# Europe Forum > Travelling & Living in Europe > Benelux >  Belgian beers available in the U.S.

## mikehayes

I would like to know what Belgian dark beers are (and are not) exported to the U.S. The plan is to travel to the US, and make sure none of the precious little airline weight allowance is wasted on beer that's already shipped there. 

I know Chimey Blue is available in the U.S.

Has anyone spotted Rochfort 8 or 10, or St. Bernardous in the US?

----------


## sparkey

BevMo gets most Belgian beers that are available in the US, and if you are going to California or Arizona, that's a good place to get them. I've gotten Leffe, Delirium, Hoegaarden, Lindemans Kriek, Stella Artois, Westmalle Tripel, and maybe some more I've forgotten, all here.

----------


## mikehayes

Thanks Sparkey.. that site is quite useful.

----------


## kristofluyten

wow, quite an impressive list they have there!

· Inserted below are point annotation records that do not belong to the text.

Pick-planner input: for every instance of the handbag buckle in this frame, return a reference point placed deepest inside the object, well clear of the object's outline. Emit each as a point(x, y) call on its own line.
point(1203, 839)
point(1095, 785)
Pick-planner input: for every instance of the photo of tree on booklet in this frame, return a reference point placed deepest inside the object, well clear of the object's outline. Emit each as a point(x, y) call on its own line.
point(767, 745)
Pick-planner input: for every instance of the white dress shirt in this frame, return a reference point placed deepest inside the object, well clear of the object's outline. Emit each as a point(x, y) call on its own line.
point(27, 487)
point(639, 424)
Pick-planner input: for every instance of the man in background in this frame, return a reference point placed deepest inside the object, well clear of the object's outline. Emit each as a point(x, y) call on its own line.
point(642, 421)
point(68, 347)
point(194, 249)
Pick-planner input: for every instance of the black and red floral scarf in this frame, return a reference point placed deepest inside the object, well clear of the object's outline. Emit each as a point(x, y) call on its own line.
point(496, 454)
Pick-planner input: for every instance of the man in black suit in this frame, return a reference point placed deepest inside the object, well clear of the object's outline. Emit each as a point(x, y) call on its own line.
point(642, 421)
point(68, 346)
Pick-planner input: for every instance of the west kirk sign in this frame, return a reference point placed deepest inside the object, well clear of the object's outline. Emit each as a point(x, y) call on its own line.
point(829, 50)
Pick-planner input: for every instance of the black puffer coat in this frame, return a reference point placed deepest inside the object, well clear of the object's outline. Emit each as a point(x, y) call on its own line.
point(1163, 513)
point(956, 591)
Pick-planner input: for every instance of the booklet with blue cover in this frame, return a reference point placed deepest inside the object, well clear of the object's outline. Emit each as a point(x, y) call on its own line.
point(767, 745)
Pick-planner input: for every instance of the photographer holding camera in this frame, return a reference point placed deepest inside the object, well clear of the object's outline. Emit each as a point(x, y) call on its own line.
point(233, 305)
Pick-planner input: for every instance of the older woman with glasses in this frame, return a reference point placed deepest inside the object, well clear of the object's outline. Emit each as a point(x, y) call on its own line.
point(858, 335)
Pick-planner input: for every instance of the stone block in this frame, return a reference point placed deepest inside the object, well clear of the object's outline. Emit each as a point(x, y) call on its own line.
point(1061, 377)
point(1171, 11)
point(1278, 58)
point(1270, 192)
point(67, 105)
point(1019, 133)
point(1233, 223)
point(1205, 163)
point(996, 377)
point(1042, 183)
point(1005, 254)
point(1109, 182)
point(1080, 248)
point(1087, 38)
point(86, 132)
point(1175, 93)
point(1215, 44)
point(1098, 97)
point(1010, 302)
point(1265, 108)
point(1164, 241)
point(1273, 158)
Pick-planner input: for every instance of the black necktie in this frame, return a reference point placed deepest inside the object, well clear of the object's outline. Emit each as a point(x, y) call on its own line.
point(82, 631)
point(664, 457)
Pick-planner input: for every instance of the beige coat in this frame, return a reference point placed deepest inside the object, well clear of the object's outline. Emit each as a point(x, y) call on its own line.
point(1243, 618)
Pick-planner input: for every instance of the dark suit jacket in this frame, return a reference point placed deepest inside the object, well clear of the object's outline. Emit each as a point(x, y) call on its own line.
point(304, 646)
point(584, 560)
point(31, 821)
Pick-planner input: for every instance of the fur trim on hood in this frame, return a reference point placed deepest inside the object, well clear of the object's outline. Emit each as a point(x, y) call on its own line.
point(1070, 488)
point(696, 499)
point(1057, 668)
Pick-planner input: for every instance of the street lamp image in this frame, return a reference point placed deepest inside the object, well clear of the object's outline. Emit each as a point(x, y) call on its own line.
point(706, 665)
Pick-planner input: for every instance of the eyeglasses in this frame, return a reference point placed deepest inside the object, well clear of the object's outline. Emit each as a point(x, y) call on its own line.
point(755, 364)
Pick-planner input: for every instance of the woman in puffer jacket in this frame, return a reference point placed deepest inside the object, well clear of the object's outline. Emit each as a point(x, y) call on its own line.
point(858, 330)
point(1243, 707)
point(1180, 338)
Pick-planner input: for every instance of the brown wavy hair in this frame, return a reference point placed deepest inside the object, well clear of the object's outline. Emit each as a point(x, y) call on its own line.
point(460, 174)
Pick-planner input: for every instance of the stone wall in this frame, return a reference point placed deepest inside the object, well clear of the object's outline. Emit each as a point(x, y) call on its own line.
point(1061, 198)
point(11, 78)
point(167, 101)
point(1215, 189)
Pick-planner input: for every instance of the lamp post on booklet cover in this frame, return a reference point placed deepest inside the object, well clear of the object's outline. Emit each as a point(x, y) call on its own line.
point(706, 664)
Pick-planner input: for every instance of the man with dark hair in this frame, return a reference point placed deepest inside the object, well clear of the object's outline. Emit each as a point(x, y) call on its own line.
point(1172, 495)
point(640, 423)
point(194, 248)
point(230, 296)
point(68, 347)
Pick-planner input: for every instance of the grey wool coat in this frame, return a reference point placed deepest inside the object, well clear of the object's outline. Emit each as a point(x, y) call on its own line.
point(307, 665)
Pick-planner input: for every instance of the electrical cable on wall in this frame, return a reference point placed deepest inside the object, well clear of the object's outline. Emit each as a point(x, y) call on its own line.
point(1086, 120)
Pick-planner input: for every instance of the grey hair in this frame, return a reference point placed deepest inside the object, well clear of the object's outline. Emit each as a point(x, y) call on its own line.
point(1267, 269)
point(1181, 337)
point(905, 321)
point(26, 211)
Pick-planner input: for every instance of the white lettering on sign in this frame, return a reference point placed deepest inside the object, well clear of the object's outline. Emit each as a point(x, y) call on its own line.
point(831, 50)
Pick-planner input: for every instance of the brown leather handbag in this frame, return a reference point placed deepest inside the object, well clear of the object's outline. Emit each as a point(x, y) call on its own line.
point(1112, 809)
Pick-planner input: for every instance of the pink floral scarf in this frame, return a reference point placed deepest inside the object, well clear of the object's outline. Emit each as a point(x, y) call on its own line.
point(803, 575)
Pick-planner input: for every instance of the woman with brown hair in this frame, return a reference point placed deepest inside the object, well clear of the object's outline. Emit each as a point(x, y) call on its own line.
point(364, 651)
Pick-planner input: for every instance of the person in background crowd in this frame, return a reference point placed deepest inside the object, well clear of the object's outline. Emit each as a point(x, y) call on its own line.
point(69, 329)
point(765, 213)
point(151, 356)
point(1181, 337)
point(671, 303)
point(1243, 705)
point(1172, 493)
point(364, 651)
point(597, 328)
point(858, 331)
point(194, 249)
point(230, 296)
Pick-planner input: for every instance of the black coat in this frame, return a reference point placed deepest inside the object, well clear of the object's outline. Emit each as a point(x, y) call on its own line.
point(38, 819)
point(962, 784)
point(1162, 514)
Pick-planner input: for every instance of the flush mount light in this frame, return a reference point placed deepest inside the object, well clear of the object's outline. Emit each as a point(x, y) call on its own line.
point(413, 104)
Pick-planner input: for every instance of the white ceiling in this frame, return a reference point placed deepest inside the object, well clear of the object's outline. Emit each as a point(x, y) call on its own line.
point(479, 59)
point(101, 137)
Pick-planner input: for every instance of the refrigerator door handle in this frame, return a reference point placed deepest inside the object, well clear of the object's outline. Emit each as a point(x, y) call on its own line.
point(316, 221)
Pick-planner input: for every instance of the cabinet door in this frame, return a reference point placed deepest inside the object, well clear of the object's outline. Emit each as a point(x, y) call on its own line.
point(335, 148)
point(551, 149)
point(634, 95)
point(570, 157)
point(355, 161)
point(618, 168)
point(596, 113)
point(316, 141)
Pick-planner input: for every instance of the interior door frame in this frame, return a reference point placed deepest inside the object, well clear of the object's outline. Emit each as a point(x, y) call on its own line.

However, I also noticed a few that I have never seen here in Belgium. That are maybe beers especially for export.

----------


## Olegnok

Hi, Im going for a short trip to Belgium later in May.Id like to bring back a few crates of Belgian ale along with other general shopping.Have any of you Beneluxians got any tips on purchasing Belgian ale? Would a Carrefour in Belgium be the best place to go? Carrefour are supposedly the best on price or will they just stock the more mainstream Belgian beers like Leffe, Hoegarden etc.Thanks. Mod, feel free to move thread somewhere else if you think itll get more responses.

----------